28

336 42 2
                                    

Zaman oldukça yavaş akıyor, kalabalık alanda her saniye bir dakika gibi geliyordu sarışına.

Sabah ısrarla çalan telefon üzerine gözlerini zor açmıştı. Vampir olmasına rağmen uykusu bir hayli derindi zira telefonu da Jungkook açmış, kendisini sonradan uyandırmıştı. 

Koç güneş doğar doğmaz aradığı için şaşkın olsa da daha sonra duydukları ile uykusu saniyesiyle dağılmıştı Jimin'in. 

Bir maçı vardı.

Bunda şaşırılacak bir şey yoktu ancak sabahın köründe öğrenmesine şaşırmıştı. Koç beş dakikaya yurt önünde olacağını ve çantasını hazırlamasını istemişti. Bir süre kulağındaki telefonu tutarak öylece dağınık etrafı süzmüştü. 

Telefonun kapanma sesini duyduğunda bile birkaç saniye boşluğu süzmüştü. 

Bilincini ikinci kez açan yine Jungkook olmuştu. 

Sonrası ise oldukça hızlı akmıştı. Jimin ilk önce çıplak bedeni üzerine hırkasını geçirerek odadan çıkarak bir üst kata, kendi odasına koşmuştu. Her ne kadar tüm dağınıklığı Jungkook'a yüklediği için kötü hissetse de endişelenmesi gereken daha mühim şeyler vardı. 

Bacaklarından başlayıp boynuna kadar uzanan kızarıklar, üzerine sinmiş buram buram kurt feromonu, hazır olmayan çantası ve dağınık halinden kurtulması için alması gereken duş...

Kimseden utandığı yoktu bu nedenle iki dakikalık duşa girmişti ki suyun derecesi fark etmediğinden daha hızlı bitmişti. Islak saçları da önemli değildi bu yüzden beyaz kapüşonlu siyah düz eşofman işini görürdü. Yüksek hızla çantasına gerekli malzemeleri doldurmuş dışarıdan gelen korna sesi üzerine penceresini açarak aşağı atlamıştı. Öylesine hızlı davranmıştı ki sürekli bir yerlerini vurup durmuştu.

Hızlı geçen yolculuk sayesinde ise koskoca stadyuma varmışlardı.

Saatler geçmesine rağmen hala kalabalık olan salon hararetli dövüşler için sayısını arttırıyordu. 

Kucağındaki çantasını biraz daha sıkarak derince nefes aldı Jimin. 

İki saat göz açıp kapayıncaya kadar geçmişti ancak stadyumdaki beş saat yıl kadardı. Geçen onca dakikalara rağmen midesinde yuvarlanan heyecan dalgası sürekli büyüyordu. 

Kendisini garipçe süzen insanlar özgüvenini düşürüyordu. 

Tabii gücü yerinde olsaydı böyle olmazdı ancak koçun sözünü gerçekten dinleyerek adil bir dövüş için uzun zamandır kan takviyesi almamıştı. Haliyle insanüstü hücreleri bedenini yenileyemiyor, kalbi yavaşlıyor beraberinde tansiyon vücut ısısı sorunları getiriyordu. Ancak dayanabileceğinden emindi Jimin.

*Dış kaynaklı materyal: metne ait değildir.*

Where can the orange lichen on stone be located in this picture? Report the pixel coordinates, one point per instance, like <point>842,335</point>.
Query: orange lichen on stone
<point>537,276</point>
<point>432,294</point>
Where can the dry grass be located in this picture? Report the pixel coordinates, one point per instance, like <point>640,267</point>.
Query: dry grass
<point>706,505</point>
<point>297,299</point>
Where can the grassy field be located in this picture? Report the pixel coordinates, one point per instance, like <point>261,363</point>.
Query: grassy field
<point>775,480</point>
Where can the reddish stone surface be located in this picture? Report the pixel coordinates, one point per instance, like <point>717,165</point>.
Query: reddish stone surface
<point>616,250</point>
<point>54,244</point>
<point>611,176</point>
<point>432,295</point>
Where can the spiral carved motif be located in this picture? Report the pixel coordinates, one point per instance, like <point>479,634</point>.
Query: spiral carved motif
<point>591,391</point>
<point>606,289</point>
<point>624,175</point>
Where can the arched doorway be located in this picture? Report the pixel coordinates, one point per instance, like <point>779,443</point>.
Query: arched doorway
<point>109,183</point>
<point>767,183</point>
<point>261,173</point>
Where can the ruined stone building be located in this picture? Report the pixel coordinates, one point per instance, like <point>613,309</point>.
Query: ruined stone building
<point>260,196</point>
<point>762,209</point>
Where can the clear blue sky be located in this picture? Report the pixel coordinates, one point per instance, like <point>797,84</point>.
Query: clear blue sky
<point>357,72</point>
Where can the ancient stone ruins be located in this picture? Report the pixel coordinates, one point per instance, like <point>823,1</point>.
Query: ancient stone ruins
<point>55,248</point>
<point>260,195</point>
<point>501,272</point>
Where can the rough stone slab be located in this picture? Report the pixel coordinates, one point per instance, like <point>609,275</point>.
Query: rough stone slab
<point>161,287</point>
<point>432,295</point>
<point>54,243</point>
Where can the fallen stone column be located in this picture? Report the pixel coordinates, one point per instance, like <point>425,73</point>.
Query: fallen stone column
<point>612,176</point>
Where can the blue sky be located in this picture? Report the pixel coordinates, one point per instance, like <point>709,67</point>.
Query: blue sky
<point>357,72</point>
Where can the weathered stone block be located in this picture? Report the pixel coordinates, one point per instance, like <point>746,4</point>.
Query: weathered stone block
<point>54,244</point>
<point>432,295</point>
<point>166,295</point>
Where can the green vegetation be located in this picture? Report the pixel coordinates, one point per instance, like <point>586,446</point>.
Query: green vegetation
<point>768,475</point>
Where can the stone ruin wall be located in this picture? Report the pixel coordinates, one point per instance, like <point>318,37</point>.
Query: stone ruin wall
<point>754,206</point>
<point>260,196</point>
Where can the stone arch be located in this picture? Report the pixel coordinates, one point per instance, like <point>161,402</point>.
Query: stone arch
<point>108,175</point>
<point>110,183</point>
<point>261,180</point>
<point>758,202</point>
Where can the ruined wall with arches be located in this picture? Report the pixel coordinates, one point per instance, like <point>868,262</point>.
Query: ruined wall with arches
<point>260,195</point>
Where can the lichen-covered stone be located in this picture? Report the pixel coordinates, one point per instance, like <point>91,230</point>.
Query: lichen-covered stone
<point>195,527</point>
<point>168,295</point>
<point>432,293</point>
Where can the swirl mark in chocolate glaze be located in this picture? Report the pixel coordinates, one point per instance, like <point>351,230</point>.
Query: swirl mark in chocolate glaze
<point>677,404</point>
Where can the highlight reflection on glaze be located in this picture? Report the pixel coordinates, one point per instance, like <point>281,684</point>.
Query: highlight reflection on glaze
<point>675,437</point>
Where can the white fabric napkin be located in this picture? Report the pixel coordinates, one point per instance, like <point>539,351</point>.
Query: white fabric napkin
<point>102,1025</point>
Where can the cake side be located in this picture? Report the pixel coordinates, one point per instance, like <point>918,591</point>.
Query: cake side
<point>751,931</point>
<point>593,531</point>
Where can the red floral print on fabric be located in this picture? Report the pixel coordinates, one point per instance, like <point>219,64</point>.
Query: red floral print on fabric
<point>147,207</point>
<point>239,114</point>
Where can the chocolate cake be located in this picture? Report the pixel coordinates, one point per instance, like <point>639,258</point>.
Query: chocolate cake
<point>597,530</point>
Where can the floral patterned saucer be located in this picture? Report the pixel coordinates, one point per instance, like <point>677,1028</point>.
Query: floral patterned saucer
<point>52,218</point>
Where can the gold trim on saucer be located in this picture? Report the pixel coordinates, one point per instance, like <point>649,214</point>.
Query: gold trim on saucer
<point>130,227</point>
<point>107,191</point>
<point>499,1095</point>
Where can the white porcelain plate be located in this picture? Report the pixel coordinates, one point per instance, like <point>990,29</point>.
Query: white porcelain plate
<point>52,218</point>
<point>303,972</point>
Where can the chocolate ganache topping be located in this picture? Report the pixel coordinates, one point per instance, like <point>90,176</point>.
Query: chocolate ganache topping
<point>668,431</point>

İnsan kokusuna son zamanlar daha bir alışır hale gelmişti. Üstelik aç olmasına rağmen etrafından yürüyen insanlara açlık hissetmiyordu. Aklında tek kurt adamın damarları, yumuşak dokusu dolanıyordu. 

Bir zil sesi daha düşünceleri arasından daldığı noktayı görmesini sağlamıştı. 

Utançla bakışlarını ringe çevirdi Jimin. Dakikalardır karşı tribünde oturan gence baktığını yeni fark etmişti. 

Koca göbekli adam nerede asla bilmiyordu. Kendisini buraya bırakmış ve ortadan kaybolmuştu. Karşısında rakipleri oturuyor, arada gövde gösterisi yapan iri yarı kaslı tipler kendisini süzüyor, o ise kucağında çantasıyla bakınıyordu. 

Az önce baktığı yere istemsizce bir iki kez daha baktı Jimin. Bir his kendini oraya çekiyordu. 

Korkak bir görüntü göstermemek adına bir dizini bacağının üzerine atarak kırmızı plastik tribünde geriye yaslandı vampir. Çantasını yanındaki koltuk üzerine bırakırken derin bir nefes aldı. Bu sefer kırmızı irisler bile isteye karşı tribüne bakıyordu.